Il contribuente proponeva ricorso avverso il suddetto avviso dinanzi alla competente Commissione tributaria, la quale lo accoglieva parzialmente. L’Agenzia delle Entrate proponeva ricorso in appello avverso la sentenza di primo grado dinanzi alla Commissione tributaria regionale della Puglia, che lo rigettava.
Pertanto, quest’ultima proponeva ricorso per cassazione, eccependo che, ai fini dell’esercizio del potere integrativo, l’elemento nuovo sarebbe stato costituito dall’accertamento di un reddito di capitale, derivante dalla partecipazione ad una società di capitali, e che la Commissione tributaria regionale avrebbe errato nel ritenere privi di efficacia probatoria gli elementi presuntivi dedotti nell’atto impositivo.

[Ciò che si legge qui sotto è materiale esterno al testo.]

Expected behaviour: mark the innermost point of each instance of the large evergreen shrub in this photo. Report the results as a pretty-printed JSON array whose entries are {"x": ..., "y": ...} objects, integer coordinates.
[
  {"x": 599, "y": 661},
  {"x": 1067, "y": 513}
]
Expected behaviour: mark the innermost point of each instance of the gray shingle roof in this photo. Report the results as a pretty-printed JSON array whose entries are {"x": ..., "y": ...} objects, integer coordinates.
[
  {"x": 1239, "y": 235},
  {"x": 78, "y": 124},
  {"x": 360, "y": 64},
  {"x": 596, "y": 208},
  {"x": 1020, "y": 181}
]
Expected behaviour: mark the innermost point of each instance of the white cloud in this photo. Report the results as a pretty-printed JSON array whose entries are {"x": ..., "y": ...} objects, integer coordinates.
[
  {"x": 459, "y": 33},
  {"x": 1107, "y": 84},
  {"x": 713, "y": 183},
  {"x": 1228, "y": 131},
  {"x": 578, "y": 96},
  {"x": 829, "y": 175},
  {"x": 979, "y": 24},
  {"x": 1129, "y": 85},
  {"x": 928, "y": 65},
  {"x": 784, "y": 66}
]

Sul punto, occorre innanzitutto ricordare come l’articolo 43, comma 3, D.P.R. 600/1973, nell’individuare il presupposto del potere di accertamento integrativo, preveda che “… l’accertamento può essere integrato o modificato in aumento mediante la notificazione di nuovi avvisi, in base alla sopravvenuta conoscenza di nuovi elementi da parte dell’Agenzia delle Entrate”.
Quindi, tale norma prevede una deroga al principio di unicità della rettifica, che vieta l’emissione di nuovi avvisi di accertamento nei confronti del medesimo contribuente e in relazione al medesimo periodo di imposta, solo se sopraggiungono nuovi elementi. Tuttavia, cosa si intende per “nuovi elementi”? La risposta è data proprio dalla pronuncia in commento.
Infatti, la Suprema Corte ha affermato tout court che “i dati non ancora in possesso dell’ufficio fiscale che ha emesso l’avviso di accertamento al momento dell’adozione di esso costituiscono, ai sensi dell’articolo 43, comma 3, D.P.R. 600/1973, elementi sopravvenuti, che legittimano l’integrazione o la modificazione in aumento dell’avviso di accertamento mediante notificazione di nuovi avvisi, dovendosi limitare il contenuto preclusivo della norma al solo divieto di fondare il suddetto avviso integrativo sulla base di una mera rivalutazione o di un maggior apprendimento di dati già originariamente in possesso dell’ufficio procedente“.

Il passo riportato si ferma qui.